Jul 25, 2014
So I heard back. I am beside myself. My surgery is booked October 3rd. They cannot get me in any sooner due to the high number of surgeries that had to be rescheduled twice due to my surgeon's absence and the fact that she is performing no surgeries in September. I see her in person on August 8th to try to devise a better treatment plan- an adjustment in hormones...A pain plan.
I am devastated for several reasons-
1. I have been in acute pain going on 10 weeks now. My symptoms began in October of last year. I know it isn't productive but I am pissed at myself that I waited until February to admit I needed help.
2. I have to go back to teaching full time in September,and as I can barely get out of bed, I am not sure how this is possible.
3. I haven't been able to exercise, do daily household chores, or make love to my boyfriend for nearly 6 months. Now it is going to be another 3-4 months AT LEAST before I can do these things.
4. This means I will be on pain meds for over 7 months on a daily basis. This scares me maybe more than anything...I did not want this to happen. It is going to be a whole other thing getting off them by then due to the tolerance that is already growing.
This is awful. I am trying to be positive because at least now I have a date. But this means another 9 weeks of suffering. At least.
And of the disease growing. What if the damage is irreparable by then?

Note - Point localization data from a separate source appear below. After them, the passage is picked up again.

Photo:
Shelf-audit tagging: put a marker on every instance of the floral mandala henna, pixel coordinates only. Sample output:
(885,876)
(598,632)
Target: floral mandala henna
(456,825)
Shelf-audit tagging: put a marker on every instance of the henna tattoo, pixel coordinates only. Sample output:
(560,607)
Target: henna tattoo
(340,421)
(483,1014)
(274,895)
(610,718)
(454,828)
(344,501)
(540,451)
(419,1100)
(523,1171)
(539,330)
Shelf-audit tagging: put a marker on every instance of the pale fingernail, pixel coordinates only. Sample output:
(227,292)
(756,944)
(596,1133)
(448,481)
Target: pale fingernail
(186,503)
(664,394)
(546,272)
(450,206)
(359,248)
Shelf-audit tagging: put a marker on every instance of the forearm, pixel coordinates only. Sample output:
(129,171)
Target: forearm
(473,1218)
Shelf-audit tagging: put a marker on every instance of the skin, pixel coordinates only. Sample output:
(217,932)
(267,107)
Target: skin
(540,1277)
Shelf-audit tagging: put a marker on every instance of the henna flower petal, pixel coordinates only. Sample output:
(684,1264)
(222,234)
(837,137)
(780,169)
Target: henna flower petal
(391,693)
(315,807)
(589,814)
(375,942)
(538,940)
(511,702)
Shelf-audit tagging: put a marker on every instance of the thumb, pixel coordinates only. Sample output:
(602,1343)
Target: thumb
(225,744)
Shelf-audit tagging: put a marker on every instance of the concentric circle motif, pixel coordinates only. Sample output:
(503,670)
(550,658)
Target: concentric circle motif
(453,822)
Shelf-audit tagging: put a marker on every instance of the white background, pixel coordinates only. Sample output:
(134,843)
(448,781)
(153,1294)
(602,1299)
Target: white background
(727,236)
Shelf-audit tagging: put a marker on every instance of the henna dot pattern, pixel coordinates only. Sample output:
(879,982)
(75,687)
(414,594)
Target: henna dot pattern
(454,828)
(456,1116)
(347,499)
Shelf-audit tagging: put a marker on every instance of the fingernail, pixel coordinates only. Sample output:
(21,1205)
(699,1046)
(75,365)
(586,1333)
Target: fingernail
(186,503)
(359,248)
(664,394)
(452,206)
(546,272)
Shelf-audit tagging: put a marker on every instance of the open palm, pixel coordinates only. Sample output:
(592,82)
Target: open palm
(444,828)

My hands are tied. I am in shock. I really, really thought that they would be able to do something given my history. But they made it clear- they have many, many women in my same position that have been waiting longer and have had surgeries cancelled on them twice.
Damn the Canadian health care system that does not recognize this disease as the life destroying misery it is and grant more funding so that the over 100,000 women in this country that suffer from it can get the help that they need.
I am so angry, I need to do something....But I don't know what to do. I don't know what to do.